The problem above, known as the Seven Bridges of Königsberg, is the problem that originally inspired graph theory. Consider a “different” problem: Below is a drawing of four dots connected by some lines. Is it possible to trace over each line once and only once (without lifting up your pencil, starting and ending on a dot)?
There is a connection between these two problems. Any path in the dot and line drawing corresponds exactly to a path over the bridges of Königsberg. That is, every line represents one of the bridges. Let's consider another example.
Here is a portion of a housing development from Missoula, Montana. As part of her job, the development’s lawn inspector has to walk down every street in the development making sure homeowners’ landscaping conforms to the community requirements.
Naturally, she wants to minimize the amount of walking she has to do. Is it possible for her to walk down every street in this development without having to do any backtracking? While you might be able to answer that question just by looking at the picture for a while, it would be ideal to be able to answer the question for any picture regardless of its complexity.
To do that, we first need to simplify the picture into a form that is easier to work with. We can do that by drawing a simple line for each street. Where streets intersect, we will place a dot.
Now we can think about answering the question without being distracted by extraneous information (like the houses and trees).

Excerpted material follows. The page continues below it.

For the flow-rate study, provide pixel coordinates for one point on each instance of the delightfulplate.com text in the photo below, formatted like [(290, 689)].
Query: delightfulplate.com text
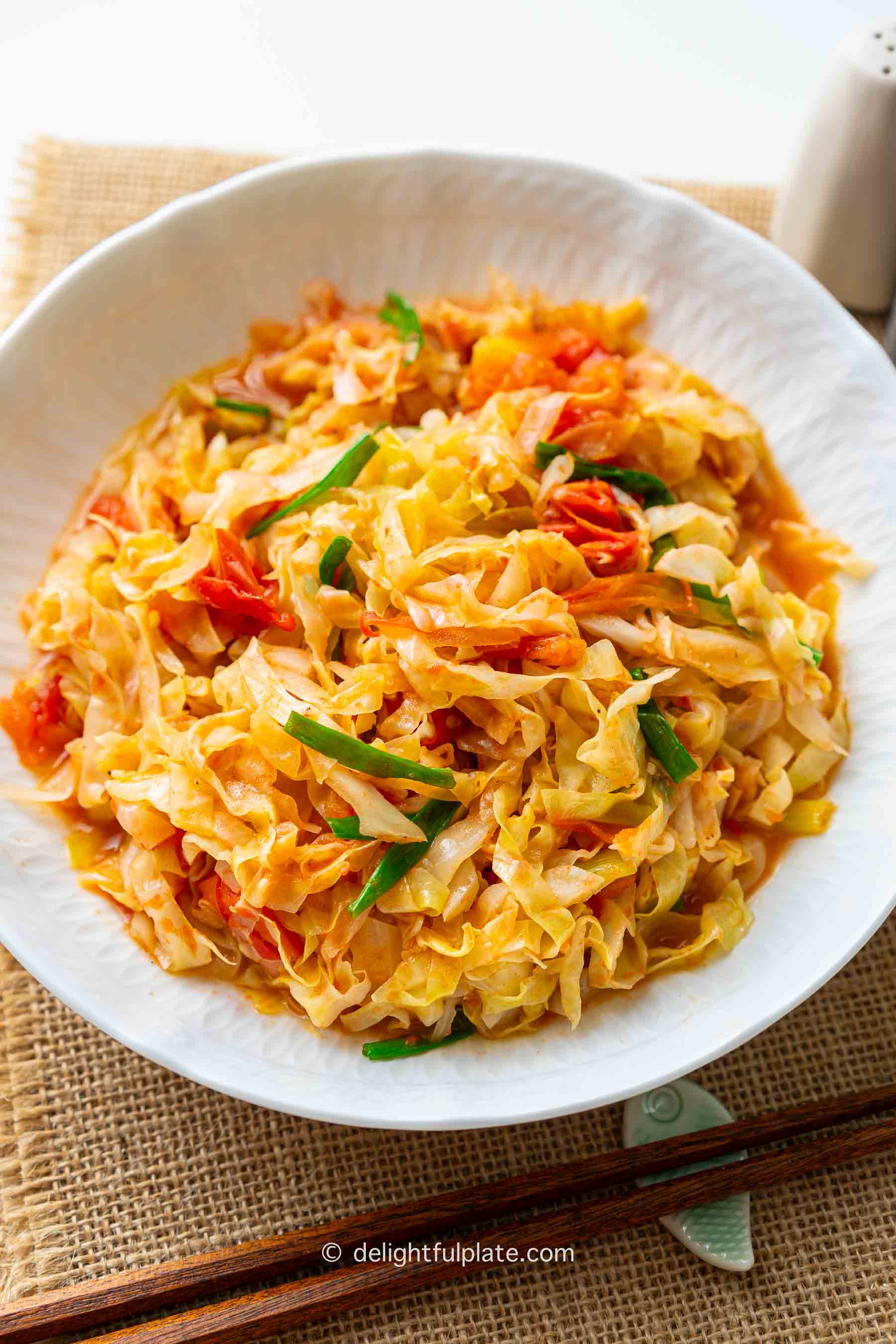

Pictures like the dot and line drawing are called graphs. Graphs are made up of a collection of dots called vertices and lines connecting those dots called edges. When two vertices are connected by an edge, we say they are adjacent. The nice thing about looking at graphs instead of pictures of rivers, islands, bridges, and houses is that we now have a mathematical object to study. We have distilled the “important” parts of the bridge picture for the purposes of the problem. It does not matter how big the islands are, what the bridges are made out of, if the river contains alligators, etc. All that matters is which land masses are connected to which other land masses, and how many times. This was the great insight that Euler had.
We will return to the question of finding paths through graphs later. But first, here are a few other situations you can represent with graphs:
Al, Bob, Cam, Dan, and Euclid are all members of the social networking website Facebook. The site allows members to be “friends” with each other. It turns out that Al and Cam are friends, as are Bob and Dan. Euclid is friends with everyone. Represent this situation with a graph.

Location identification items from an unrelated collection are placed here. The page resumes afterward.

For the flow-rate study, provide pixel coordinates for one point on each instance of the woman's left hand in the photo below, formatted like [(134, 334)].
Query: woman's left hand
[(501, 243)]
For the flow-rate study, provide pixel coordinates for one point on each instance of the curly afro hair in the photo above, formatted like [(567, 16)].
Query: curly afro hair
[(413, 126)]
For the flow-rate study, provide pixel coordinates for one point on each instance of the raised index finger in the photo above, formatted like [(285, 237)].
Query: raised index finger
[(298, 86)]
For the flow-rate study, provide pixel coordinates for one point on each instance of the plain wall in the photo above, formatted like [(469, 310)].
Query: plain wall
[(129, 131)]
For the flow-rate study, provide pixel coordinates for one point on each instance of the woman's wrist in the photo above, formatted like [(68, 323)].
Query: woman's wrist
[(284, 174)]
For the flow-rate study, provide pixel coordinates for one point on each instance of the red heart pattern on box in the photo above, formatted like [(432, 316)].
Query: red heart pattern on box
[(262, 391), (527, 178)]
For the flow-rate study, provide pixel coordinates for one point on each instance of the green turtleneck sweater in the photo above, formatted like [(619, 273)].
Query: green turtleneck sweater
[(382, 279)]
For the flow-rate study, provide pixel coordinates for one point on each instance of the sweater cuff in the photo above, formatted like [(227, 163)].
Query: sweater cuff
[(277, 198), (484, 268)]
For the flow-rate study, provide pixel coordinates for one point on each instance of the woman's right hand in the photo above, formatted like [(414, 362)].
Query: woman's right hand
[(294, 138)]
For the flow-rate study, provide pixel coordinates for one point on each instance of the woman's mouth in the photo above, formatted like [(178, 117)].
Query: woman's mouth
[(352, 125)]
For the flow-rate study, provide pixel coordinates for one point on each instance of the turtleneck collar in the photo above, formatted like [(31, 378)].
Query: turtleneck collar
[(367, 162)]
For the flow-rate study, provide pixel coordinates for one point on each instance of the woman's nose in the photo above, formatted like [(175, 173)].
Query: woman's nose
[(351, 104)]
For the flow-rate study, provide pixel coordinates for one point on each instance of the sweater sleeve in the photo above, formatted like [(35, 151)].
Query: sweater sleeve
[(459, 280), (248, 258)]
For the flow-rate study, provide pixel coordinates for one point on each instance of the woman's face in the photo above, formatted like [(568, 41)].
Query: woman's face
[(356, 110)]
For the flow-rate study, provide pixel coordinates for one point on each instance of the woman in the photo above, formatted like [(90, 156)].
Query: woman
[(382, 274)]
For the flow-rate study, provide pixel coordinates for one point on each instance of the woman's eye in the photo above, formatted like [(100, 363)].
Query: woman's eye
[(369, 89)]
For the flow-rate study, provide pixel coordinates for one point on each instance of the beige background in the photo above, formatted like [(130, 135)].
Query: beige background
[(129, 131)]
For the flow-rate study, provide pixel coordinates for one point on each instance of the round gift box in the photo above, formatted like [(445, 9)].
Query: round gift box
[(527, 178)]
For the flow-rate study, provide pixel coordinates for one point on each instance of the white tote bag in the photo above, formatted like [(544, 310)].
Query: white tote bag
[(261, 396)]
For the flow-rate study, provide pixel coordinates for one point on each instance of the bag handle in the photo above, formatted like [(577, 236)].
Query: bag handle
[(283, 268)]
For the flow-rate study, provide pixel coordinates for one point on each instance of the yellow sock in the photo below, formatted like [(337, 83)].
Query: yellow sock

Each person will be represented by a vertex and each friendship will be represented by an edge. That is, two vertices will be adjacent (there will be an edge between them) if and only if the people represented by those vertices are friends. We get the following graph:
Each of three houses must be connected to each of three utilities. Is it possible to do this without any of the utility lines crossing?

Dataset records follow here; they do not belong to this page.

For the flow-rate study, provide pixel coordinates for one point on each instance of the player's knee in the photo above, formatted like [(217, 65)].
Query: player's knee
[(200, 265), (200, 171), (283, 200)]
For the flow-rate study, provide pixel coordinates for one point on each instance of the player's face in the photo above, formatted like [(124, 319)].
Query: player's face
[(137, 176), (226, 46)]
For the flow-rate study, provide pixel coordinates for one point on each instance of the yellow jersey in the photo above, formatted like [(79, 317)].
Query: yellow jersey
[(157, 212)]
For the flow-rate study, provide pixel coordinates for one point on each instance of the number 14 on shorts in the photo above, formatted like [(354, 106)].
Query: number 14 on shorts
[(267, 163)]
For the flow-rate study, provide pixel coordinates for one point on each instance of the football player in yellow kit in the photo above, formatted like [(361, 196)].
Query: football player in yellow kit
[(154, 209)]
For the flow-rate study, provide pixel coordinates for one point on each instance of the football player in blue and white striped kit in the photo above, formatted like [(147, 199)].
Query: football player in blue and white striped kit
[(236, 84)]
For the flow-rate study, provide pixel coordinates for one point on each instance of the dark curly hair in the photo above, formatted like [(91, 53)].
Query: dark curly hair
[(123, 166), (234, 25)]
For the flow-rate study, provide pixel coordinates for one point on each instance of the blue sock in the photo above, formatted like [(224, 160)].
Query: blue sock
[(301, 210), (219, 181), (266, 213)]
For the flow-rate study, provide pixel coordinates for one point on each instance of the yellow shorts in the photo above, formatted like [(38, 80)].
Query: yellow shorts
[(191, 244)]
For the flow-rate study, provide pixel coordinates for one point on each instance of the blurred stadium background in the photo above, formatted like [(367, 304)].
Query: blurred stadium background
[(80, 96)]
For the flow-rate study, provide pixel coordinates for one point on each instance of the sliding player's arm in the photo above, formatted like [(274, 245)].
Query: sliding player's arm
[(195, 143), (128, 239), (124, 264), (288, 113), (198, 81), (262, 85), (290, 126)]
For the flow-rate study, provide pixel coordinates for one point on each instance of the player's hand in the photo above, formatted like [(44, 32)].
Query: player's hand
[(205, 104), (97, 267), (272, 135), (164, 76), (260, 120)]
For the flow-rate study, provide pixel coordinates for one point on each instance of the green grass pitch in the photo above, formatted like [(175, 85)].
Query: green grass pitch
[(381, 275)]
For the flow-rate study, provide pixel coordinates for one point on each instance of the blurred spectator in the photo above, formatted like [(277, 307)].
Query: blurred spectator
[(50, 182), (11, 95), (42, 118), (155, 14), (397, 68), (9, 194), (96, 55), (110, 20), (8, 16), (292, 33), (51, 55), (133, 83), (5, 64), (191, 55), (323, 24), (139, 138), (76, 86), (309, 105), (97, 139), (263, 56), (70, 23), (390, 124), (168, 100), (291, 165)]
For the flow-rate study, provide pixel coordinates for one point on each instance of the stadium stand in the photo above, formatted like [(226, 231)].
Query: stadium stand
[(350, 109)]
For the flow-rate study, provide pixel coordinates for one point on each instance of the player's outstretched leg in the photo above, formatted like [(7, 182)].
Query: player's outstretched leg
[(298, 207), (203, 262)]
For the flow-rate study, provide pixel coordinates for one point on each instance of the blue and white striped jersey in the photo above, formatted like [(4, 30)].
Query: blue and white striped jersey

We will answer this question later. For now, notice how we would ask this question in the context of graph theory. We are really asking whether it is possible to redraw the graph below without any edges crossing (except at vertices). Think of the top row as the houses, bottom row as the utilities.
Sometimes it will be convenient to assign a direction to edges in our graphs. Such a graph is called a directed graph or digraph.
On the social network Twitter you may "follow" someone whether or not they follow you. Model the situation where Alice follows Barb and Carl; Barb follows Alice and Denise; Carl follows Alice, Barb, and Denise; and Denise follows only Carl.
We will use a directed graph with an arrow pointing from A to B indicating that Alice follows Barb.
To deliver mail in a particular neighborhood, the postal carrier needs to walk along each of the streets with houses (the dots). Create a graph with edges showing where the carrier must walk to deliver the mail.
Suppose that a town has 7 bridges as pictured below. Create a graph that could be used to determine if there is a path that crosses all bridges once.